Earlier today I posted a short item reporting a statement by the heads of two English Gender Identity Clinics, Professor Kevan Wylie and Dr Walter Bouman, confirming their views about how the International Classification of Disease (ICD) should be updated for gender identity diagnoses.
For background see another recent blog.
The position of these two senior clinicians was not surprising, given their involvement in the global consensus-building process led by the World Professional Association for Transgender Health (WPATH). However, this was the first time that two clinical heads had stated the position so succinctly in writing.
No sooner had this morning's blog gone out than I heard from a senior clinician at the Charing Cross Gender Identity Clinic, England's largest.
Dr Stuart Lorimer lamented that it was a shame the letter had only had two signatories. He felt sure his colleagues would want to have had the opportunity to express the same to ILGA, who were gathering the information. They'd simply not been approached.
I suggested that there was no reason they couldn't endorse the principles independently. I provided the contact details for ILGA's policy officer and the Charing Cross team went off to agree a suitable letter, to be signed by the chief clinician, Dr James Barrett.

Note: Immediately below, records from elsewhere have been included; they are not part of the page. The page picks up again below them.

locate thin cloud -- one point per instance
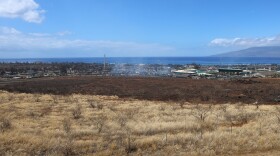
(27, 10)
(30, 42)
(246, 42)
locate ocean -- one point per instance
(157, 60)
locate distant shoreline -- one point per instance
(209, 60)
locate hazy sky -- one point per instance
(81, 28)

And this is what James' message, addressed to ILGA, says:
Following the joint statement of Drs Bouman and Wylie, we would like to make our own position clear regarding gender related diagnoses in the forthcoming ICD-11. As the oldest and largest of the UK’s gender clinics, we find that dealing with the ongoing needs of our sizeable caseload (currently, around 4000 active attendees) keeps us occupied to the extent that we are often less directly involved than we would like to be in global matters such as the ICD-11 discussions in Geneva. This does not, however, mean that we are ignorant of or indifferent to those discussions.

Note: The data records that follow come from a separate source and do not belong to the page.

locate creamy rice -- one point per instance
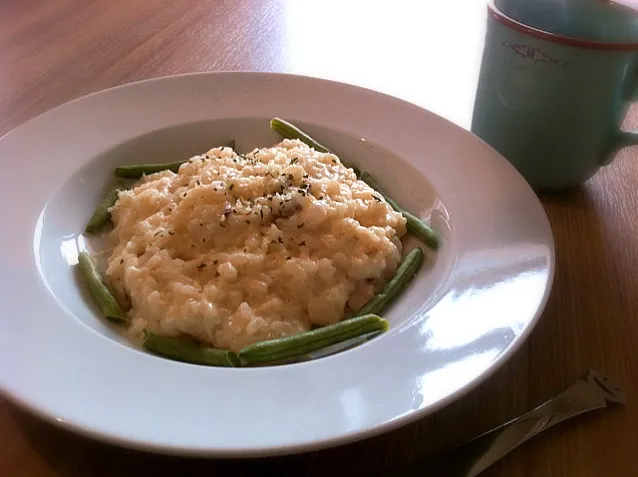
(235, 249)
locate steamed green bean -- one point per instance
(304, 343)
(405, 273)
(188, 352)
(135, 171)
(102, 215)
(109, 306)
(414, 224)
(290, 131)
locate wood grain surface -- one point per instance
(53, 51)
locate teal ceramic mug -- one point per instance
(553, 105)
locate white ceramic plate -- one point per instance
(464, 315)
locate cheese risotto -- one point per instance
(235, 249)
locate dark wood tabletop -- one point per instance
(427, 53)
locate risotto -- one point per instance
(234, 249)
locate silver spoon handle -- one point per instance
(474, 456)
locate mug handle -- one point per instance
(626, 139)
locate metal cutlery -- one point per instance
(474, 456)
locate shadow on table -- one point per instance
(70, 455)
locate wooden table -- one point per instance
(51, 52)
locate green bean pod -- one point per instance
(135, 171)
(290, 131)
(109, 306)
(297, 345)
(188, 352)
(102, 215)
(405, 273)
(414, 224)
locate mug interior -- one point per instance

As specialist clinicians dealing with the day-to-day realities of gender treatment, our own collective view is very similar to that of our professional colleagues. We support the renaming of the current F64.0 diagnosis, Transsexualism, to the less contentious Gender Dysphoria, Gender Incongruence or similar. Also, the diagnosis itself should, ideally, remain within the ICD-11 in a category aligned with gender identity, sexual or reproductive conditions rather than that section specifically designated mental health. This would help safeguard future provision of healthcare to gender variant people.
Again, a very clear endorsement of the direction being taken in the consensus process. And I don't doubt that the heads of the other English Gender Identity Services would agree too.